Shaquaya is the mom of two children, a son who is 13 years old and a daughter who is 13 months. Her first child was delivered by a team of doctors in a hospital, and although the birth went well, Shaquaya says it felt very formal.
When she got pregnant with her daughter more than a decade later, she wanted to go a different route where she felt less like a patient for such an important event. She found the midwives at Jefferson Hospital, and was impressed by how personal her care felt from the first visit.
“Every appointment they asked me something about me,” she says. “They remembered what I did for a living. They asked about my job in education and my son.”
The midwives helped Shaquaya write a plan to create the birthing atmosphere she wanted. They said that if she wanted music, an oil diffuser, snacks, skin-to-skin contact once the baby was born, delayed cord clamping – that was all possible.
While her first pregnancy and delivery were easy, her second wasn’t as smooth. At about 25 weeks, Shaquaya started having contractions. She went in to see the midwives, who checked her out, and found that all was fine. When it happened again the next day, they sent her to see a pre-term labor specialist at West Penn Hospital, who did further testing and didn’t find any issues. The midwives called her every day and after every appointment, minimizing her fear.
Shaquaya carried the baby to full term without any trouble, and when it was time to deliver, she headed to Jefferson Hospital and got settled in for what she figured would be a quick delivery. She was only in labor for a few hours with her first baby, and knew that second children often came faster.
Twelve hours into labor, her birth plan changed – but on Shaquaya’s terms. Some of the things she originally thought she’d like to have no longer sounded good, and the midwives continuously offered other options for comfort and distraction. At this point Shaquaya was exhausted, in pain, and opted for an epidural. At first she was disappointed that she wasn’t able to deliver naturally, but says the midwives gave her reassurance and courage to make her own decisions.
Nearly 24 hours in, Shaquaya had begun to give in to the idea that she might need a C-section to deliver, something she adamantly wanted to avoid – and the midwives knew that.
“A midwife said, ‘Look at me.
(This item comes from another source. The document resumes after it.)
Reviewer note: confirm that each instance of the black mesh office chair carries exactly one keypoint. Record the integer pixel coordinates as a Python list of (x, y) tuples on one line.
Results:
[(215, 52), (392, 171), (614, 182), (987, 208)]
You are not getting a C-section. You are going to push this baby out, you can do this, your body was made for this.’ And that push from her really gave me the energy and the strength that I needed, because I was exhausted by that time. That was really, really powerful for me.”
Shaquaya pushed for two hours, and then her daughter emerged sideways. When they laid baby Jael on her chest, Shaquaya felt a wave of emotion come over her and she sobbed with joy.
“I couldn’t believe this was the baby who gave me all these problems,” she says. “I had morning sickness my entire pregnancy, basically. Every time I had to leave my classroom to go and throw up, it was so worth it. You cannot put that feeling into words.”